La repentina aparición del mayoral, acompañado de dos guajiros más, vino a turbar por una parte la inocente diversión de la negrada, y por otra el dulce solaz que disfrutaba Francisco; vino a echar hielo en los ánimos. El tambor desmayó, desmayaron las canciones, los bailadores apenas movían los pies, a ocasiones faltaban, y la música tocaba en balde. Todos yacían sumergidos en un profundo silencio. Pero don Antonio no había notado al principio el desaliento que su presencia causó; ocupábale mucho la imaginación, para poder distraerse, el asunto sobre que departiera con sus amigos.

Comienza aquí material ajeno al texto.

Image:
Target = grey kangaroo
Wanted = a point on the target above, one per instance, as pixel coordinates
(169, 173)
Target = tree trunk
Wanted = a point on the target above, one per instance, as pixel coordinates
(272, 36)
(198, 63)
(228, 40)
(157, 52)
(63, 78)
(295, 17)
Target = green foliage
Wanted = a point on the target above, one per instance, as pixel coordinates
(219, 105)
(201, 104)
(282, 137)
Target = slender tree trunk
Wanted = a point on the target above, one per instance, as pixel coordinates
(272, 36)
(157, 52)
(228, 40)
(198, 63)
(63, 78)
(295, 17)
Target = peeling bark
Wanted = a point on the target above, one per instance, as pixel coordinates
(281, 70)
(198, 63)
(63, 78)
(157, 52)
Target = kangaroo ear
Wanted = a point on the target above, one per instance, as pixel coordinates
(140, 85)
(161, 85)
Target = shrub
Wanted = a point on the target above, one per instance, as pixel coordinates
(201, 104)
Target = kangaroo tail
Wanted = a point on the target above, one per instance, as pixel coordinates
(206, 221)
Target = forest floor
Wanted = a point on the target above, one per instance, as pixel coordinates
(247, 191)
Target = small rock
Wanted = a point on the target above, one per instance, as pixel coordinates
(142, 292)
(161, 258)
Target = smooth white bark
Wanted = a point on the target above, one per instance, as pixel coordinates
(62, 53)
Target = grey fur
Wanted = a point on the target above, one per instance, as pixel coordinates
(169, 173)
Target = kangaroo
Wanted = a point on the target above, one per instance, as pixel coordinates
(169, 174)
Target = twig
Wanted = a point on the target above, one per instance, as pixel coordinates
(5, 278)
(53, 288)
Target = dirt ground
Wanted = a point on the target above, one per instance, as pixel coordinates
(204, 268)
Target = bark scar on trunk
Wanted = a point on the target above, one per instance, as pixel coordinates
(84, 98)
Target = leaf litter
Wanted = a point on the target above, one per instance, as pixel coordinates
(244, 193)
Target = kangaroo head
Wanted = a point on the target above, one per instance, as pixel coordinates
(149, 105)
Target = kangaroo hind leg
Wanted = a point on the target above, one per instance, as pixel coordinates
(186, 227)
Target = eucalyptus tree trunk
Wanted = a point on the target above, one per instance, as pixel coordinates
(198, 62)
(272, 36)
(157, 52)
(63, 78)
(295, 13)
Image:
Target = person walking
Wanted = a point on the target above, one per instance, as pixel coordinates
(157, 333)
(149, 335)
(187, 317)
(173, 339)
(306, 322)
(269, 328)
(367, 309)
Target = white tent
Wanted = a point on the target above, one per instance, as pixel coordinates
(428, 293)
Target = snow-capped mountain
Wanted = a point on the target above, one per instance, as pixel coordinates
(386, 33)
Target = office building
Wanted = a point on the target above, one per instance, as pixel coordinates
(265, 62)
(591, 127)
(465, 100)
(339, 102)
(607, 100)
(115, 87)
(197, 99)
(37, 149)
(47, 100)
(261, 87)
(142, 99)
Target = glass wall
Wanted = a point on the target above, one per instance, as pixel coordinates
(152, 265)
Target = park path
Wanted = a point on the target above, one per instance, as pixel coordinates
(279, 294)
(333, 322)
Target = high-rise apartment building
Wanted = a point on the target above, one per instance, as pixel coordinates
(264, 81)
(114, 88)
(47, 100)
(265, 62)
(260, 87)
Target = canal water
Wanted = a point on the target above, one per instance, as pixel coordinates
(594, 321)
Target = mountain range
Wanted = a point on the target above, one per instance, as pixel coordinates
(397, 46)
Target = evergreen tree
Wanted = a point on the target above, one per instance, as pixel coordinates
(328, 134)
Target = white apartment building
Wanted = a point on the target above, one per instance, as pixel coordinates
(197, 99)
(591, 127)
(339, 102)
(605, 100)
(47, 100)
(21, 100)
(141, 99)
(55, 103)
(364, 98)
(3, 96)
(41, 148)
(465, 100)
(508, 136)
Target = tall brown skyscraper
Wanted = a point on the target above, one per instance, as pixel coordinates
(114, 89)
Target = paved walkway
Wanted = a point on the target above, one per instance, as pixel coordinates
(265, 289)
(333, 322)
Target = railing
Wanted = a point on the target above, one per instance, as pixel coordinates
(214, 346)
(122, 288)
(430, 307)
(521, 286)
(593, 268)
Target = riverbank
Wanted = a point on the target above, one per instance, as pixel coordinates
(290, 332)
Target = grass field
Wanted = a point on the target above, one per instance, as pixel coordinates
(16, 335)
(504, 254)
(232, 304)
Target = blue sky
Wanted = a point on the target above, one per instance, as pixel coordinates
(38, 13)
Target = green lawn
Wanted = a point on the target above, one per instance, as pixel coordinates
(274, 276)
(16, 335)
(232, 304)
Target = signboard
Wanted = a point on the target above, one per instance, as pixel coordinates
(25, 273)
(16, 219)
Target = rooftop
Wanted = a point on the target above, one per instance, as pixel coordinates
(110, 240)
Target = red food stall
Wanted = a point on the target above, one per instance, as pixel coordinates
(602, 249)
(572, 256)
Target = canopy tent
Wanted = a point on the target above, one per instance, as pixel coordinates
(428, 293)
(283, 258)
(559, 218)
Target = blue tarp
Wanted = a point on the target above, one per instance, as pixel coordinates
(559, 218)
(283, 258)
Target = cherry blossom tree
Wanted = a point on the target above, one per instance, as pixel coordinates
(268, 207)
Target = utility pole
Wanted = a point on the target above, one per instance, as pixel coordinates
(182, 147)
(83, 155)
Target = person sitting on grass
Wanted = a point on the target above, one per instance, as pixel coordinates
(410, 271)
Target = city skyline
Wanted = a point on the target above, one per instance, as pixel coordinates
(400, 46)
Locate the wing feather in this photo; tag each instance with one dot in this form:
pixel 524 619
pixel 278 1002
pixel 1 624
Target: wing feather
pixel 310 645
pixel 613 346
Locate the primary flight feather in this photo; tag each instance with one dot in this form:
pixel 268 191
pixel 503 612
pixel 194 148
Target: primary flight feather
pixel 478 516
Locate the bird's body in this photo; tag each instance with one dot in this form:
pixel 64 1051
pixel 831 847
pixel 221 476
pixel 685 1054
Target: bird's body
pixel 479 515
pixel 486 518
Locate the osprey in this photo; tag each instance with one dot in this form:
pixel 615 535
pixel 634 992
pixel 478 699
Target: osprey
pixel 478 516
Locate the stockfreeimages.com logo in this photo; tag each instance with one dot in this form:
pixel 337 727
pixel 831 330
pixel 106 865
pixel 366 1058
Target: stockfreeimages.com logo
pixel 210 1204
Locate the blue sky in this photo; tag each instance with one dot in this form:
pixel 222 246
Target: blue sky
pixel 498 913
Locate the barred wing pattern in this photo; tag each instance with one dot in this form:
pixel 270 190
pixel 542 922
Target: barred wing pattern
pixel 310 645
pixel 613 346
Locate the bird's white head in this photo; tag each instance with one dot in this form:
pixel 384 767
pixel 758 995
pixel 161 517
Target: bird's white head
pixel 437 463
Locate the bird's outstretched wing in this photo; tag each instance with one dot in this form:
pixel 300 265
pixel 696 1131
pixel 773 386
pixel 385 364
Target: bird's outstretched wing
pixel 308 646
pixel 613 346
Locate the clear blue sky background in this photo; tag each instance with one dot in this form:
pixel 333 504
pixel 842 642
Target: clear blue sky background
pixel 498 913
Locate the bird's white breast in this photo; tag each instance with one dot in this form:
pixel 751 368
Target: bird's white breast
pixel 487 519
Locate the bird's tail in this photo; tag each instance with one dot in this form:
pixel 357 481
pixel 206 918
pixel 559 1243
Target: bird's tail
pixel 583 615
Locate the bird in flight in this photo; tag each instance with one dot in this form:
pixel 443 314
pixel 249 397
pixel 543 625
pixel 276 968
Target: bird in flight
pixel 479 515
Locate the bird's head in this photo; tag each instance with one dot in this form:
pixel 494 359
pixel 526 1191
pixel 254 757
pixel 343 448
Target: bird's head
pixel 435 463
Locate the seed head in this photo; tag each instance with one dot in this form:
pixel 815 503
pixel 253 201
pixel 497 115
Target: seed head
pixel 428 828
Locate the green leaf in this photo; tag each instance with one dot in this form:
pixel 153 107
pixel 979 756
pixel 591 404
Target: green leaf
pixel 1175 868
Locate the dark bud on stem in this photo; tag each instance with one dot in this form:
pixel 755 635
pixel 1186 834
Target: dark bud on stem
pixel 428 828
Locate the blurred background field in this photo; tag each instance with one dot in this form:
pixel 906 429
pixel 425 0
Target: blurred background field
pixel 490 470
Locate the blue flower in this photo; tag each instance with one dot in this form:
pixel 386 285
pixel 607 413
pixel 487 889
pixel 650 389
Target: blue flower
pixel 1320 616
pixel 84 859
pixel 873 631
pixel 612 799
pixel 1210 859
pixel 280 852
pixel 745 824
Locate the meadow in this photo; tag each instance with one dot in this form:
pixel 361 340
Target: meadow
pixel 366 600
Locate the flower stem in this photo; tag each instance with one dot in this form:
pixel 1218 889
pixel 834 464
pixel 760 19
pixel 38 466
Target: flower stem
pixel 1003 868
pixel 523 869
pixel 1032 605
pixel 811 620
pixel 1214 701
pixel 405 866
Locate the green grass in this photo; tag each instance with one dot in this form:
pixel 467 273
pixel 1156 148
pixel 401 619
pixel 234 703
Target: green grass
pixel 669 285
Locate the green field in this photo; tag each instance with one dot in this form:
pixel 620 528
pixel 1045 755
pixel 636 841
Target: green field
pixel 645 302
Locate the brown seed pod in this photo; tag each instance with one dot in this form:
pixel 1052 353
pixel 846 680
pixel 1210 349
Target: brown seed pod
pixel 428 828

-Camaradas -les dijo bajando la voz en cuanto llegaron al tambor-, tenemos que hacer un tratico. El niño Ricardo necesita comprar toros; la boyada se le ha disminuido este año, que es un asombro. Ayer me significó que le buscara por lo menos diez yuntas buenas, grandes, iguales, de trapiche... Ustedes, que son tratantes de ganado, traigan mañana los toros; yo se lo avisaré. Por pedir dinero, no se me encojan; él ha de consultarme si lo valen; le diré: «excelentes, Niño, a pedir de boca, legítimos vueltarriberos, están baratos»; y seguro que arría las pesetas; aunque entiende un poco las cosas del monte, no hay que apurarse; al fin, es de la Habana.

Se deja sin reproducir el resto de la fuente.